Kabbage, based in Atlanta, says it has loaned more than $9 billion to
thousands of small businesses since it was founded in 2009. The company
furloughed hundreds of its workers this week as it contends with a slowdown in
spending at small businesses, which have suffered as consumers nationwide have
been ordered to stay inside to slow the spread of the deadly coronavirus
pandemic.

Kabbage is now trying to position itself as a middleman that will connect
people with loans from the Small Business Administration. It has also started
a website to help small businesses sell gift certificates to consumers.

“Like many other fintechs, we have temporarily adjusted our lines of credit
and are focused on supporting the SBA’s Paycheck Protection Program,” Paul
Bernardini, a spokesman for Kabbage, said in a statement. “Just as
manufacturers have retooled their processes to build ventilators and masks,
we’re doing the same to reallocate our resources to respond to the national
emergency and provide financial products that small businesses need most.”

Rob Frohwein, Kabbage’s chief executive officer, put it differently in an
email to employees on Friday, when he said the company would temporarily stop
making loans.

“As of last night, all lending has been turned off,” Frohwein wrote.

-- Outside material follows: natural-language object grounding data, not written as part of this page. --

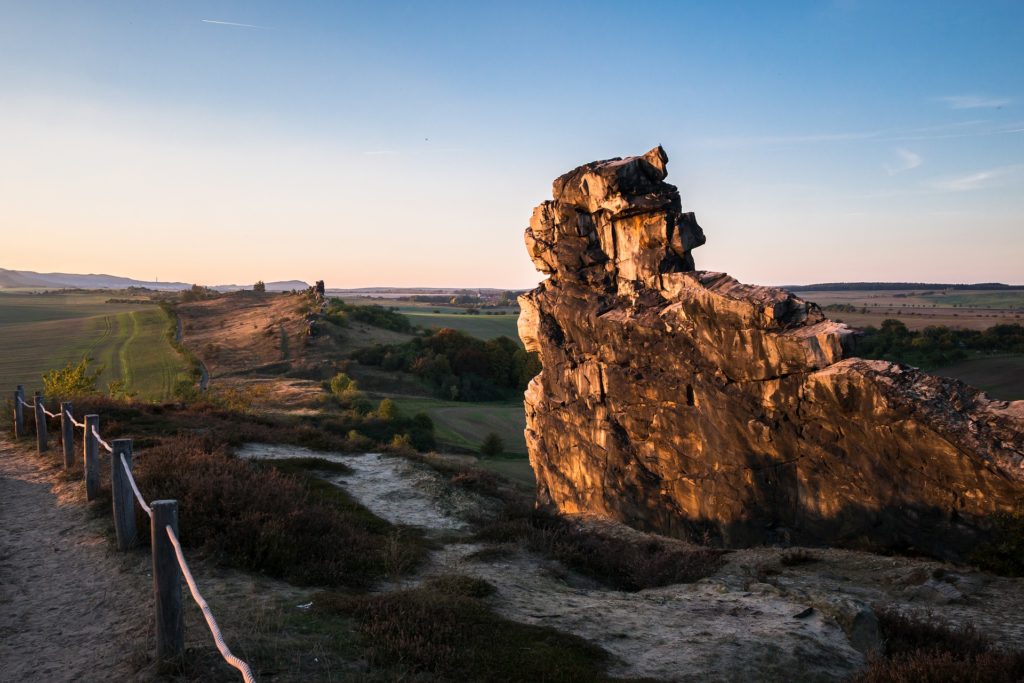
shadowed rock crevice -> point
(683, 401)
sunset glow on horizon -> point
(407, 144)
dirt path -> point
(71, 609)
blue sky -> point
(406, 143)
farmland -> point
(465, 424)
(955, 308)
(40, 332)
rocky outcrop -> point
(683, 401)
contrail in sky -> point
(244, 26)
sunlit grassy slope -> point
(42, 332)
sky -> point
(406, 143)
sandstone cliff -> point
(684, 401)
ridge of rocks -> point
(686, 402)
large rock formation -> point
(686, 402)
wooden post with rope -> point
(18, 412)
(124, 499)
(41, 436)
(167, 581)
(68, 434)
(91, 459)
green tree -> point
(344, 387)
(387, 410)
(71, 381)
(492, 445)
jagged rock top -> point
(673, 398)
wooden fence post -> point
(124, 498)
(41, 444)
(18, 412)
(167, 581)
(68, 434)
(91, 452)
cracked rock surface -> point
(685, 402)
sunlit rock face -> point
(683, 401)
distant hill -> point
(55, 281)
(862, 287)
(29, 279)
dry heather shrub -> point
(922, 650)
(257, 518)
(621, 563)
(444, 631)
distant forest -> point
(861, 287)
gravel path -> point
(71, 608)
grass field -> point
(434, 316)
(1000, 376)
(42, 332)
(465, 425)
(918, 309)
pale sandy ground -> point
(69, 609)
(73, 608)
(753, 620)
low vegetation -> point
(72, 381)
(444, 630)
(923, 650)
(623, 563)
(258, 518)
(341, 313)
(459, 367)
(1004, 552)
(937, 345)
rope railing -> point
(134, 486)
(80, 425)
(247, 675)
(100, 441)
(170, 635)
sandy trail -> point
(68, 608)
(707, 631)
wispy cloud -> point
(974, 180)
(960, 129)
(974, 101)
(235, 24)
(907, 160)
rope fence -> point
(210, 621)
(169, 565)
(100, 441)
(134, 487)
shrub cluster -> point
(444, 631)
(936, 345)
(257, 518)
(457, 366)
(617, 562)
(1004, 552)
(920, 650)
(340, 312)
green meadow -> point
(40, 332)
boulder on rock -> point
(683, 401)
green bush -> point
(459, 367)
(492, 445)
(1004, 552)
(344, 387)
(72, 381)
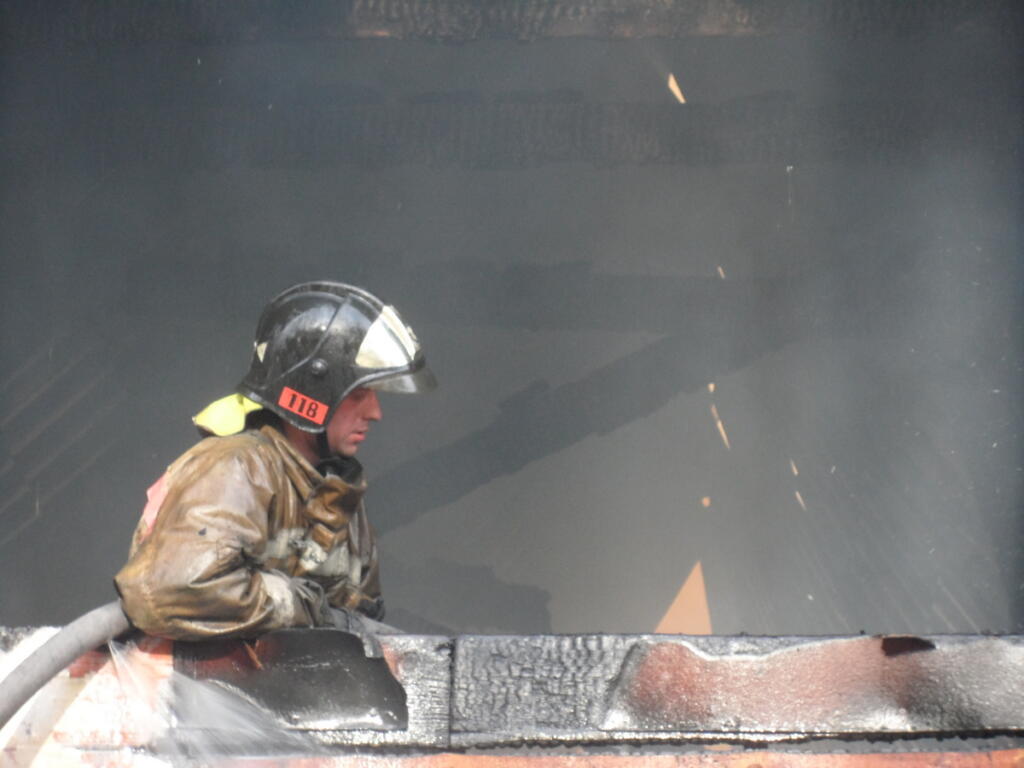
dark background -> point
(524, 187)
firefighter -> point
(260, 525)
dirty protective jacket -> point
(248, 537)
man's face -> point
(348, 426)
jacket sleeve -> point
(197, 574)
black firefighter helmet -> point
(316, 342)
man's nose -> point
(373, 408)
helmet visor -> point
(409, 383)
(391, 358)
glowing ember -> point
(674, 87)
(721, 427)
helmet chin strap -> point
(345, 467)
(324, 452)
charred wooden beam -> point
(129, 22)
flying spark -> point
(674, 87)
(721, 427)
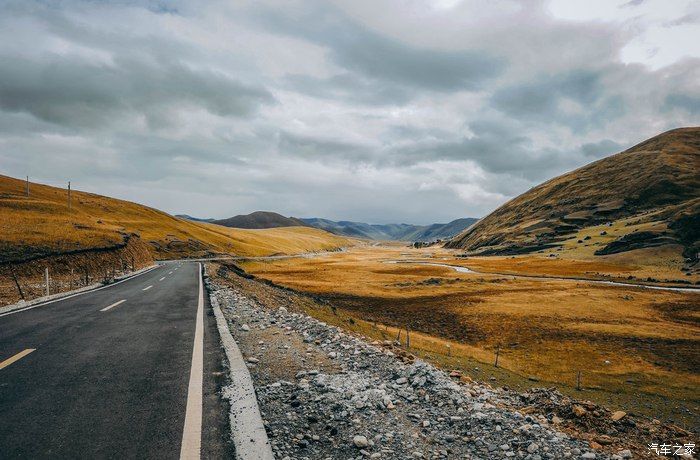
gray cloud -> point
(81, 94)
(359, 49)
(351, 110)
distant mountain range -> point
(193, 219)
(261, 219)
(398, 232)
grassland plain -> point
(636, 348)
(43, 225)
(98, 238)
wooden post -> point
(578, 380)
(14, 277)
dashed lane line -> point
(113, 305)
(16, 357)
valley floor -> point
(627, 347)
(327, 393)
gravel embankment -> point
(325, 394)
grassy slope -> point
(43, 225)
(647, 188)
(548, 329)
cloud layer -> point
(381, 111)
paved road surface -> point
(110, 372)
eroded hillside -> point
(645, 197)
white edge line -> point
(19, 310)
(114, 305)
(191, 447)
(247, 428)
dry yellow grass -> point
(42, 224)
(625, 340)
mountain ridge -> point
(651, 191)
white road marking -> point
(191, 447)
(114, 305)
(16, 357)
(19, 310)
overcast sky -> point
(412, 111)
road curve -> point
(109, 373)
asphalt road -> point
(110, 373)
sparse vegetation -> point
(42, 225)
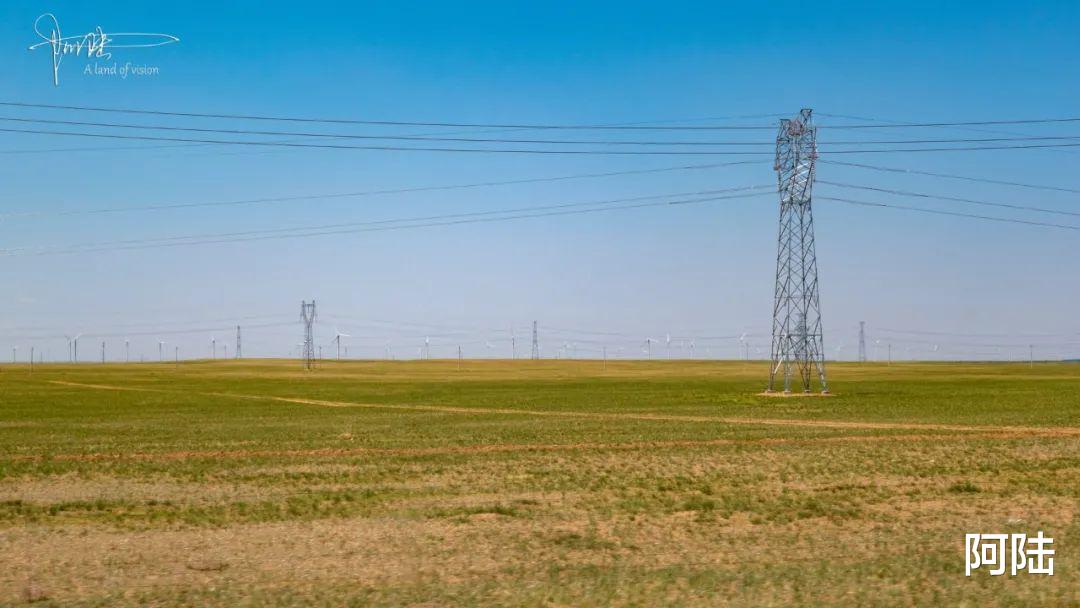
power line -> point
(515, 150)
(391, 137)
(395, 123)
(513, 125)
(507, 140)
(365, 227)
(950, 176)
(423, 218)
(943, 198)
(955, 214)
(387, 148)
(370, 192)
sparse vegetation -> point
(529, 484)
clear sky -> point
(701, 271)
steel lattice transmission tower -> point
(797, 345)
(308, 315)
(536, 341)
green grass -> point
(530, 484)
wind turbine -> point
(337, 338)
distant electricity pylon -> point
(308, 315)
(797, 345)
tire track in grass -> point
(505, 448)
(1041, 431)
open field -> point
(530, 484)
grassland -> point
(530, 484)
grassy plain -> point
(526, 483)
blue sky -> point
(691, 271)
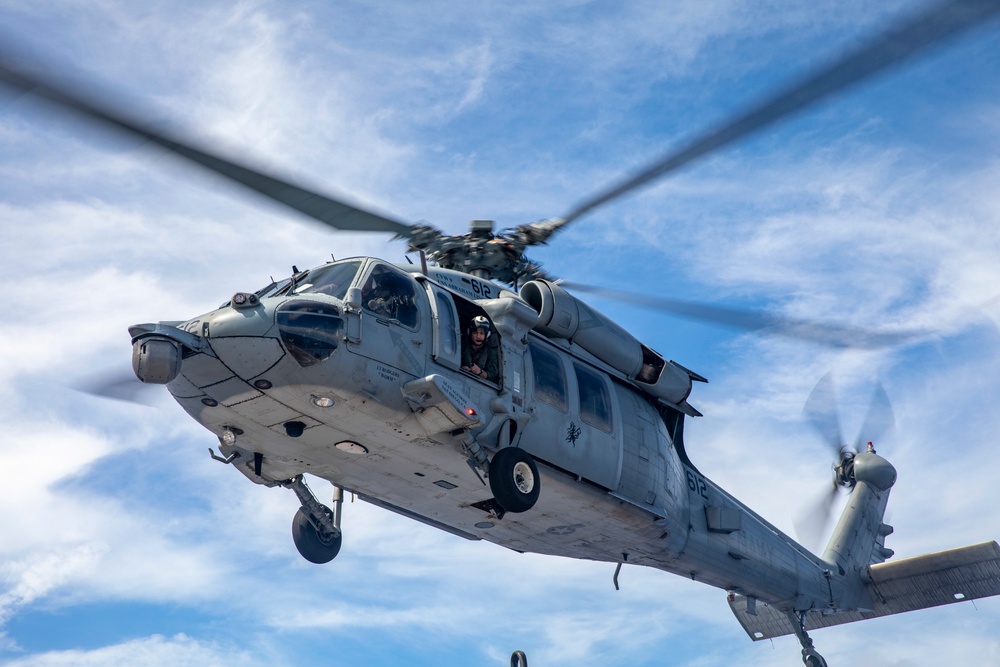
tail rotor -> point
(822, 412)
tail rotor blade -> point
(811, 525)
(878, 421)
(821, 411)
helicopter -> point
(318, 319)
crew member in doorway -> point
(479, 355)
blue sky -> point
(122, 542)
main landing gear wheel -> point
(813, 659)
(315, 544)
(514, 479)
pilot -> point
(479, 353)
(389, 294)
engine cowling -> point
(561, 315)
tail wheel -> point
(316, 546)
(514, 479)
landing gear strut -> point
(810, 658)
(316, 528)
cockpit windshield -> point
(331, 279)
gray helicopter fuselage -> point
(322, 379)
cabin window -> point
(331, 279)
(391, 295)
(595, 404)
(310, 330)
(550, 379)
(447, 324)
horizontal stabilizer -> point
(931, 580)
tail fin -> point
(945, 577)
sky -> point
(122, 542)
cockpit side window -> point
(550, 378)
(331, 279)
(390, 294)
(595, 404)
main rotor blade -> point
(922, 31)
(822, 413)
(878, 421)
(826, 333)
(333, 212)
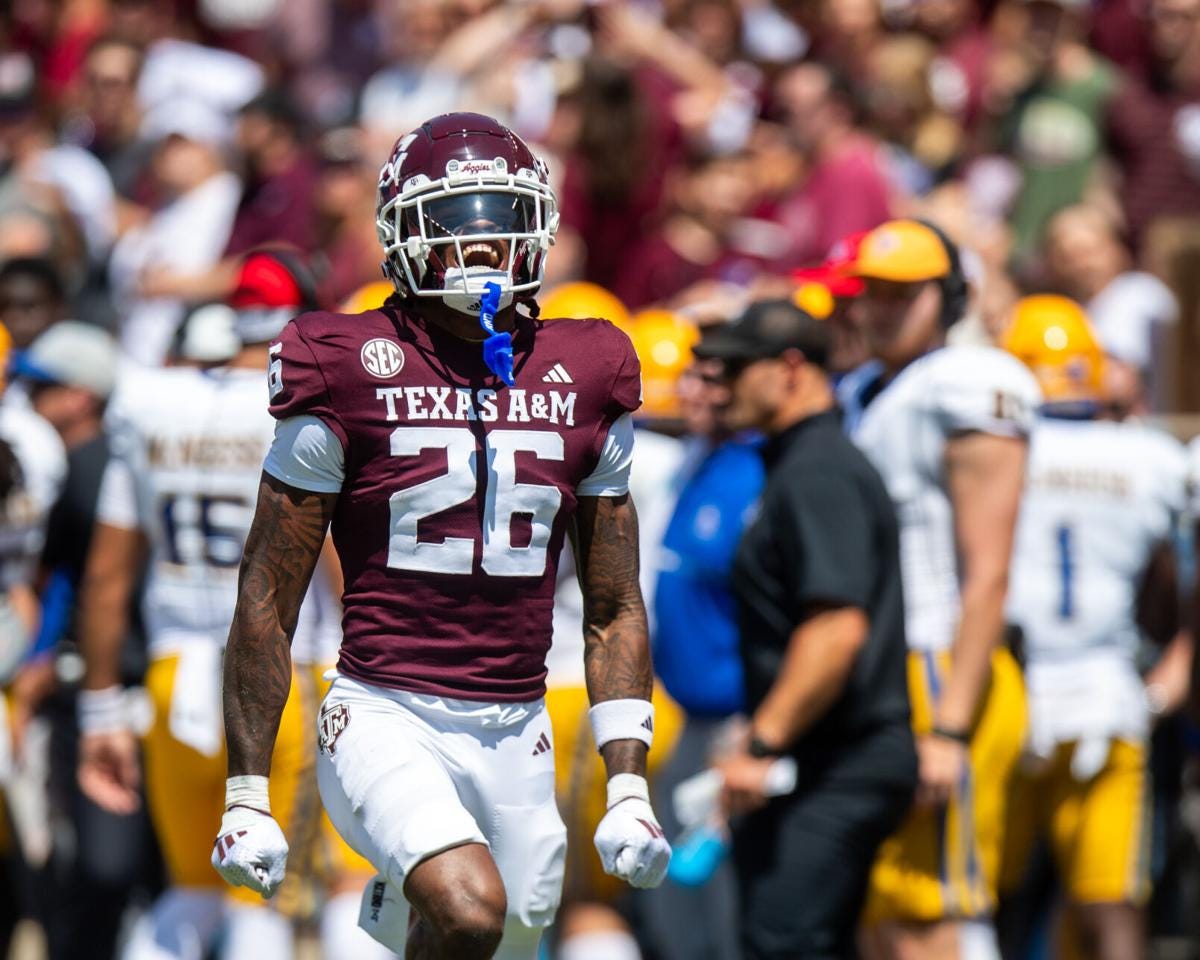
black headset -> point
(954, 285)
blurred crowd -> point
(696, 145)
(705, 153)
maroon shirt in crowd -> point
(457, 489)
(279, 210)
(1155, 136)
(844, 193)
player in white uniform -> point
(180, 491)
(946, 427)
(1102, 504)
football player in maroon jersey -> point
(450, 475)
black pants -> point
(803, 862)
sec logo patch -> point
(382, 358)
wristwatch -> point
(760, 748)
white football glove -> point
(629, 839)
(250, 850)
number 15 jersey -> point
(455, 490)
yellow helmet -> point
(367, 297)
(5, 354)
(580, 300)
(663, 341)
(1053, 337)
(815, 299)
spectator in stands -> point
(345, 202)
(696, 651)
(1049, 95)
(61, 185)
(31, 298)
(957, 77)
(708, 196)
(70, 372)
(412, 87)
(281, 178)
(1155, 124)
(845, 189)
(1133, 311)
(111, 126)
(615, 178)
(167, 262)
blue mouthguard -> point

Kabbage in 2017 raised $250 million from SoftBank. Other SoftBank Vision Fund
portfolio companies -- including Indian startup Oyo Hotel, co-working giant
WeWork and real estate brokerage Compass -- have axed staff in recent weeks.

Credit Reductions

The credit reductions come at a dire time for restaurants and shops across the
country. In normal times, small businesses have about a month of cash on hand,
according to a 2016 study by JPMorgan Chase & Co. That means they’re
particularly vulnerable as major cities across the country continue to expand
shelter-in-place orders.

On Deck began putting holds on customers’ ability to draw on their lines of
credit if they hadn’t done so in the last 30 days. Customers affected by the
holds have been asked to send the company recent bank statements to have the
holds lifted. Jim Larkin, a spokesman for On Deck, said the firm will
“continue to serve and support our existing customers and are selectively
lending to new customers.”

Fundbox, a venture-capital backed small-business lender based in San
Francisco, has also limited some customers’ ability to draw on their credit
lines.

“Like many companies that serve small businesses, we’ve had to make changes
that have affected some of our customers,” Tim Donovan, a spokesman for
Fundbox, said in emailed statement. “While these decisions have not been easy,
it will allow us to continue to serve the majority of our small-business
customers now and in the future.”

Kabbage customers who called to ask what happened were told that their
accounts were under review. An employee at Kabbage, who asked for anonymity to
protect their job, said that customer-service agents were instructed not to
tell borrowers that the company had suspended credit lines across the board.

Michael Figueroa, a security contractor in Fort Lauderdale, Florida, said the
representative he talked with was apologetic. “Hey, I don’t even know if I’m
going to be working here tomorrow,” he recalled the agent saying.